Dolphin could detect filenames with those characters, and either mark them (by color or overlay icon), or even automatically offer to rename them.

CCBUG: 204768
CCBUG: 165044

Test Plan

touch "/tmp/test-"$'\377'".txt"
dolphin /tmp

Copying and deleting a test file worked with this code, failed without.

Diff Detail

Repository
R241 KIO
Lint
Lint Skipped
Unit
Unit Tests Skipped
cfeck created this revision.Jan 10 2019, 5:40 PM
Restricted Application added a project: Frameworks. · View Herald TranscriptJan 10 2019, 5:40 PM
Restricted Application added a subscriber: kde-frameworks-devel. · View Herald Transcript
cfeck requested review of this revision.Jan 10 2019, 5:40 PM
ngraham added a subscriber: ngraham.

I tried with my script that tried to reproduce that "kio skips files" issue
https://raw.githubusercontent.com/n3rdopolis/otherstuff/master/kiocopy
(changing the TEST_INVALID_UNICODE_CHARS=0 line to TEST_INVALID_UNICODE_CHARS=1 )
and then letting it run.
Unfortunately, I get "The file protocol died unexpectedly

cfeck updated this revision to Diff 49684.Jan 17 2019, 12:45 AM

Fix worst case estimate. We need up to two UTF-16 code units for each byte.

Awesome! For what I can input, base file operations work. I can copy, delete, rename files, and testing, and diffing the trees with my kiocopy test script, it copies them perfectly. However, for example, some of the files I cannot open with kate

cfeck added a comment.Jan 17 2019, 4:11 AM

It's possible that Kate doesn't use KIO for local files, but falls back to QFile. It _would_ be possible somehow (e.g. via the QPA plugins) to inject the hack into all Qt applications, but I suggest to improve Dolphin in a way that it shows an error message or even a rename dialog when trying to open or execute such a file.

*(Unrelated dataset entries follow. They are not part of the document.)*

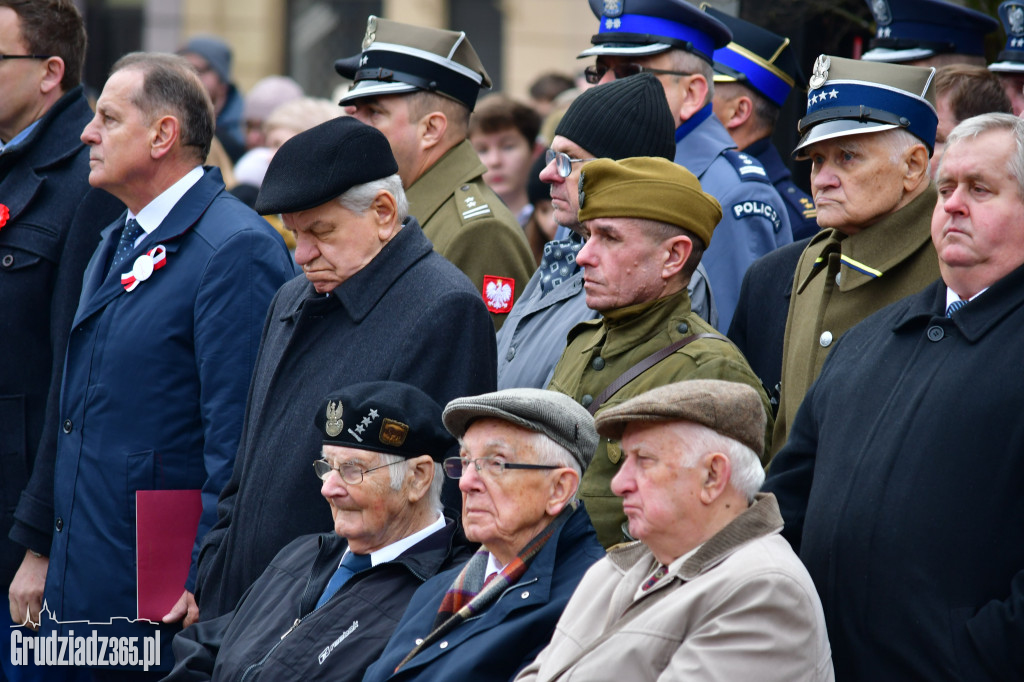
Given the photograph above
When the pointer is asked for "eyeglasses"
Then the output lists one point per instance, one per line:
(349, 473)
(456, 466)
(596, 73)
(25, 56)
(563, 163)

cfeck added a comment.Jan 17 2019, 4:12 AM

Thanks for testing, btw.

Wow, it's nice that this is fixable, I thought it wasn't.

I can't really review the code itself though, too clueless about utf8 details. Thiago might be able to review this.

Hi Christoph,

I just wanted to say thanks for working on this. It will be great when I can interact with these files again via KDE and its suite of apps.

The encode/decode functions were already reviewed for kdelibs4. It's the remaining code that needs review.

cfeck retitled this revision from [WIP/RFC] [kioslave/file] Add a codec for legacy filenames to [kioslave/file] Add a codec for legacy filenames.May 16 2019, 10:55 PM
cfeck edited the summary of this revision. (Show Details)
dfaure accepted this revision.May 17 2019, 7:19 PM
dfaure added inline comments.
src/ioslaves/file/legacycodec.cpp
118

[it would be so much more readable to move the assignment to the previous line...]

src/ioslaves/file/legacycodec.h
21

this "1" here is unusual :-)

36

remove the extra ';', some compilers warn about that.

This revision is now accepted and ready to land.May 17 2019, 7:19 PM
This revision was automatically updated to reflect the committed changes.